California Death Penalty Future in Doubt after Court Ruling

A Marin County Superior Court judge has finalized a ruling that California's lethal injection protocol for executions is invalid. 

That protocol was developed after a federal judge stopped all executions until an approved procedure was adopted.

The ruling means nothing much will change because California hasn't executed anyone since 2006, even though there are more than 700 inmates on death row.  Whether there will ever be another execution in California is in question.

"The death penalty is going the way of the dinosaur," said University of the Pacific McGeorge Law School professor John Meyers.

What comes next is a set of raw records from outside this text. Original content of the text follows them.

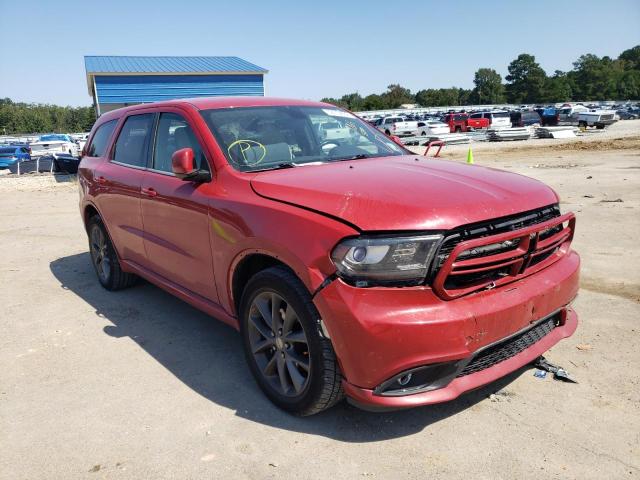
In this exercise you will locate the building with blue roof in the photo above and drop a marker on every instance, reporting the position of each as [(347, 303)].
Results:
[(118, 81)]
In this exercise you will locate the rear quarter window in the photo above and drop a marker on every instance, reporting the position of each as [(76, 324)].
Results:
[(132, 143), (100, 139)]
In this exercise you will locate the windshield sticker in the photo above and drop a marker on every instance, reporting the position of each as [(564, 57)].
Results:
[(337, 113), (247, 152)]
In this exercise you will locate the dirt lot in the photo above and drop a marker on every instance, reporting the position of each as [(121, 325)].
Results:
[(137, 384)]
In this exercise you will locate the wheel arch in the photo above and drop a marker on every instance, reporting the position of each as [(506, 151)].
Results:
[(246, 267), (88, 212)]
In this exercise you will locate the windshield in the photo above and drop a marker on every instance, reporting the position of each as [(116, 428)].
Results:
[(262, 138)]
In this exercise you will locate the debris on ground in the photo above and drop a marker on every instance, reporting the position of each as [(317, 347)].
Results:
[(559, 373), (540, 373), (501, 396)]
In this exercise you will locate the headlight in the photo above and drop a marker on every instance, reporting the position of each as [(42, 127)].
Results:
[(367, 261)]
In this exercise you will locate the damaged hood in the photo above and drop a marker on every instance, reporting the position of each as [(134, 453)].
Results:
[(404, 193)]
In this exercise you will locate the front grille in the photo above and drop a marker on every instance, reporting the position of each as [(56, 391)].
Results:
[(502, 351), (493, 227), (493, 253)]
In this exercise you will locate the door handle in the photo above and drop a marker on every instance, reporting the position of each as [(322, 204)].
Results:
[(149, 192)]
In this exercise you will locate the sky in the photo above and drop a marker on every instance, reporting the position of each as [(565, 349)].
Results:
[(312, 50)]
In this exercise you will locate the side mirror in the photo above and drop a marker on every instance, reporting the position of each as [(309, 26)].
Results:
[(182, 166), (397, 140), (182, 163)]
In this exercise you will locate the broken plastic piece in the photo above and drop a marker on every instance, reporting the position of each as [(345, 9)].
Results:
[(559, 373)]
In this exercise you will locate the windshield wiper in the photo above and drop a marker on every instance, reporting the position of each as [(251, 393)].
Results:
[(359, 156), (279, 166)]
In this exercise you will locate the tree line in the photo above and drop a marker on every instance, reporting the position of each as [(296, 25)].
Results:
[(592, 78), (17, 118)]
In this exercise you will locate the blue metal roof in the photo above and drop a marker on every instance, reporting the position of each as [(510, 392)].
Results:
[(127, 64), (131, 89)]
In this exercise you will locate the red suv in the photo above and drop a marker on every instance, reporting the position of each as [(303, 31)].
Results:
[(349, 265)]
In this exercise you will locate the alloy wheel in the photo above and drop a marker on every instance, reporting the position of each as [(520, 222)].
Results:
[(279, 344), (99, 254)]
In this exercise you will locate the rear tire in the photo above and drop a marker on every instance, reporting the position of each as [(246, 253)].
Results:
[(104, 258), (289, 357)]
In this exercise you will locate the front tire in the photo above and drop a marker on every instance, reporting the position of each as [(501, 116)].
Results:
[(104, 258), (289, 357)]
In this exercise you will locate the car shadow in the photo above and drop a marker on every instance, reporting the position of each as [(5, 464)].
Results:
[(207, 356)]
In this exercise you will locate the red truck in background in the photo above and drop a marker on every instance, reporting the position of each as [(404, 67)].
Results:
[(457, 122)]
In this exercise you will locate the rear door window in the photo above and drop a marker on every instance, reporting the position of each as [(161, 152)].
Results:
[(131, 146), (174, 133), (98, 144)]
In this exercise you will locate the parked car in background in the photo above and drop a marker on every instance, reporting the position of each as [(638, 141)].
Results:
[(628, 114), (457, 122), (361, 270), (12, 154), (54, 143), (596, 118), (525, 118), (478, 121), (568, 114), (431, 128), (498, 119), (386, 124), (548, 116)]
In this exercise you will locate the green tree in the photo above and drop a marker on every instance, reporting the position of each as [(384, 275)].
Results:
[(335, 101), (440, 97), (17, 118), (489, 88), (557, 88), (631, 58), (373, 102), (397, 95), (526, 80)]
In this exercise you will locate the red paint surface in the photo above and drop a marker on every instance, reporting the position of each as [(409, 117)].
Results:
[(189, 238)]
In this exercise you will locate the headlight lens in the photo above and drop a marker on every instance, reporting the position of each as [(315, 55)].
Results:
[(367, 261)]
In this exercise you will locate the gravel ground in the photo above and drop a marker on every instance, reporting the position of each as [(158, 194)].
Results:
[(137, 384)]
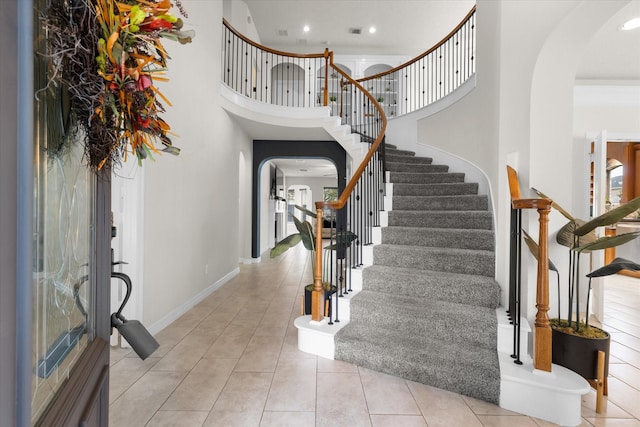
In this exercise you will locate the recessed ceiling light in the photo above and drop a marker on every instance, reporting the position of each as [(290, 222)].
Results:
[(631, 24)]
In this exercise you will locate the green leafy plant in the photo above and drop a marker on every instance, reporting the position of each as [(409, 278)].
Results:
[(340, 240), (579, 236)]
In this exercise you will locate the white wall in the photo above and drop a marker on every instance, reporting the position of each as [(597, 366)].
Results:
[(315, 184), (191, 201), (521, 112)]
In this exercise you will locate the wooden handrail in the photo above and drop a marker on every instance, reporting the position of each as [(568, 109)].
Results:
[(317, 295), (419, 57), (542, 328), (268, 49)]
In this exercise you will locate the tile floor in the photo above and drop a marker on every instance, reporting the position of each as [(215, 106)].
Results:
[(233, 361)]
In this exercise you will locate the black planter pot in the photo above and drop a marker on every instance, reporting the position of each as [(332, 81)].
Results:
[(307, 298), (578, 353)]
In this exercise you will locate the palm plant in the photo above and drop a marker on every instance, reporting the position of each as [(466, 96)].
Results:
[(340, 240), (579, 236)]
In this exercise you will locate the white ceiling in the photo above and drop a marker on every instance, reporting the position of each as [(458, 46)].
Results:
[(410, 27), (407, 27)]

Meyers says fewer criminals are being condemned than ever before in the country and internationally thanks to lobbying efforts by human rights organizations.  Elected District Attorneys will still go for the death penalty in more egregious cases.

"They would have to answer to the public if they didn't try to go forward with the death penalty," said Meyers.

Meyers also said the fairness of the death penalty is being questioned, given the fact that many more minorities are executed than caucasians.

"If you can't apply the death penalty fairly, then why have it?" said Meyers.

The former federal prosecutor who helped reinstate California's death penalty in a voter initiative in 1978 now says the death penalty is impractical.

"We spent four billion dollars execuiting 13 people," said Donald Heller referring to the cost of California executions.

Heller also believes capital punishment doesn't deter murders, saying criminals never believe they'll be caught. He did say that many people don't look at practicality when it comes to the death penalty.

"They want, to them, vengeance and you can understand it, it's a normal feeling," said Heller.

But he endorses an effort to put a ballot initiative on the November 2012 ballot repealing the death penalty.

"I think it's on the way out," said Heller.

Polls consistently show voters favor the death penalty, but recent surveys also show, when given a choice, life without parole prevails. 

Today's court ruling may yet be appealed by the Department of Corrections and Rehabilitation.  It could also go through the public process of approving anther lethal injection protcol, which took a year to complete the last time around.